Ed Sum (The Vintage Tempest)
* Spoiler Alert
Kratos, The God of War, is synonymous to what made playing the games for the Sony’s PlayStation 2 great. Yes, there were other games which I enjoyed since this console’s introduction–including the Final Fantasy and Wild Arms franchise–but the storyline which Sony’s Santa Monica Studio developed had me glued from the start. It sated the folklorist in me and I enjoyed how the games depicted the dangers which lay ahead, especially when the Greco-Roman gods walked amongst men.
Sometimes playing the video games is not enough, and while there was a 2010 comic book series from years ago was a mixed blessing, I find myself enjoying this new work by Dark Horse Comics more. Kratos past is behind him. He’s at peace–or so we thought….
Instead of travelling West, akin to the Monkey King’s quest to achieve peace, he went North. The harsh terrain and its unknown dangers will keep him strong. While how he survived crossing the Alpines is not addressed, I soon find on the first few pages he’s leading a simple life. But his training tells him he has to stay mentally and physically sharp. The narrative reveals his inner voice. That rage still wants to consume him much like how the Symbiote controls Eddie Brock (aka Venom).
He’s clueless to what lurks deep in the woods. The events here take place before the 2018 God of War game for the PlayStation 4 (released in April of this year) and feels at home to what will eventually happen in the electronic front. His son, Atreus, is safe. Unknowingly, while out in the woods, Kratos killed a beast that he should have left alone. Shades of PIXAR’s Brave are hinted at. Later, upon coming home, a visit from strangers reveals they did not take kindly to Kratos killing a monster.

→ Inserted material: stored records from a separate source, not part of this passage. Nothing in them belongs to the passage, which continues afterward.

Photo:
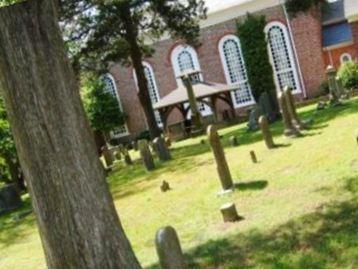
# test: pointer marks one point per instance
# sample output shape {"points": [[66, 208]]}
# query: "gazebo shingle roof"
{"points": [[201, 90]]}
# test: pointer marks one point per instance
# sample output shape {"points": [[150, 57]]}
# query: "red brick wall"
{"points": [[307, 35], [333, 57]]}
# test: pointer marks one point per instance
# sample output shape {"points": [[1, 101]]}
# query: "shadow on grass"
{"points": [[320, 121], [326, 238], [182, 161], [251, 186]]}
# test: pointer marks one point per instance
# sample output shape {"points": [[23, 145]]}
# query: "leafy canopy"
{"points": [[100, 32], [102, 108]]}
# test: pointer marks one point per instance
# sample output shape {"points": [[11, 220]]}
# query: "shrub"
{"points": [[349, 75]]}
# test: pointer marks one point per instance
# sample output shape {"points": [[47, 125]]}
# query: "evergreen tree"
{"points": [[101, 32]]}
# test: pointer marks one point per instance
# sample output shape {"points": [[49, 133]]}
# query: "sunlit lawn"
{"points": [[299, 202]]}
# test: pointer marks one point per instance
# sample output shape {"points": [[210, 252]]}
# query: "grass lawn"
{"points": [[300, 202]]}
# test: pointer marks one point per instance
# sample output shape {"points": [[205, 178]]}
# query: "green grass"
{"points": [[300, 202]]}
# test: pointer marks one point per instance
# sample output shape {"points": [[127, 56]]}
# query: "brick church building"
{"points": [[299, 49]]}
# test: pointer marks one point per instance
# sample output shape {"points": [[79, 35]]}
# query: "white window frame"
{"points": [[177, 72], [222, 42], [125, 127], [346, 54], [156, 90], [290, 55]]}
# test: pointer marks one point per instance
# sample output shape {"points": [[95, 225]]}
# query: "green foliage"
{"points": [[254, 48], [108, 33], [297, 6], [7, 144], [102, 108], [349, 75]]}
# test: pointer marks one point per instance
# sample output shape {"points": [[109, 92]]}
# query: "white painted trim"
{"points": [[156, 89], [228, 12], [290, 55], [345, 55], [292, 39], [227, 71], [177, 72], [120, 105]]}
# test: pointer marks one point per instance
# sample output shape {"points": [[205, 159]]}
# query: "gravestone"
{"points": [[252, 125], [331, 73], [229, 213], [127, 158], [168, 142], [266, 107], [10, 198], [135, 145], [233, 141], [265, 129], [169, 250], [253, 156], [165, 186], [220, 159], [146, 155], [291, 104], [161, 149], [108, 156], [289, 129]]}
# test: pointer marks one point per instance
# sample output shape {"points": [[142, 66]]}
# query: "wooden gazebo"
{"points": [[205, 92]]}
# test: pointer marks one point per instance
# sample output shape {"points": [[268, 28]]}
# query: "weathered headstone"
{"points": [[253, 156], [108, 156], [229, 213], [221, 163], [265, 129], [291, 104], [168, 142], [331, 73], [321, 105], [146, 155], [165, 186], [161, 149], [124, 151], [135, 145], [10, 198], [265, 107], [253, 116], [289, 129], [169, 250], [233, 141]]}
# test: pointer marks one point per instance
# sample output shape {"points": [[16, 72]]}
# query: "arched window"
{"points": [[281, 57], [345, 58], [185, 59], [153, 89], [235, 70], [110, 87]]}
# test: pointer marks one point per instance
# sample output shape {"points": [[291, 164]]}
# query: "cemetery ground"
{"points": [[299, 202]]}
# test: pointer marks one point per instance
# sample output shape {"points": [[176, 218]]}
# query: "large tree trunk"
{"points": [[136, 57], [78, 223]]}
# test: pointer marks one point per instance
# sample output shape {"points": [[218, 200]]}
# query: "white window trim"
{"points": [[120, 106], [290, 55], [177, 72], [149, 66], [226, 68], [174, 56], [346, 54]]}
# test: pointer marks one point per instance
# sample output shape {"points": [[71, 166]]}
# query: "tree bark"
{"points": [[78, 223], [137, 57]]}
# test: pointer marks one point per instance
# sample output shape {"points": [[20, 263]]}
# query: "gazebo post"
{"points": [[195, 114], [231, 103], [213, 100]]}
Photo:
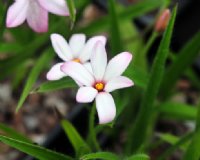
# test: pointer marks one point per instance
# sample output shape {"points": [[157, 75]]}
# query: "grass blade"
{"points": [[40, 64], [33, 150], [100, 155], [139, 132], [183, 60]]}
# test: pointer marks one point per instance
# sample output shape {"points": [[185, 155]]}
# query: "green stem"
{"points": [[3, 22], [92, 132], [193, 151]]}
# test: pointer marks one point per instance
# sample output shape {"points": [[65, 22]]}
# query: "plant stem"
{"points": [[92, 132]]}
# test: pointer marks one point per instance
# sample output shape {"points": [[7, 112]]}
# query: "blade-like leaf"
{"points": [[139, 157], [56, 85], [100, 155], [13, 134], [76, 140], [128, 13], [153, 86], [38, 67], [178, 110], [183, 60], [115, 38], [33, 150]]}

Chris Roberson (co-creator of iZombie; Rasputin: Voice of the Dragon) quickly develops the plot with this first issue and unlike the previous series, is not muddled with many figures to deal with. I particularly enjoyed how the creative team behind this four-issue series decided to have the Norseman speak in their native tongue. For the reader, they are written in runes. A decoder ring is needed to know what they are saying, and fortunately, I know enough of the written language to make out what they are saying.
Tony Parker nicely continues the tradition from the games, and that’s to make Kratos look larger than life. This character is holding back, and the stretch marks and emotion put into the design shows he’s not given up being a Spartan yet.
While the debut issue works well to tease at the coming dangers both man and boy must face, I am already waiting in bated breath for what issue two will offer. A fight is coming, and by Thor, Odin better be afraid, very afraid. Issue #1 is out today, November 14th, and #2 set for Jan 9th, 2019 release.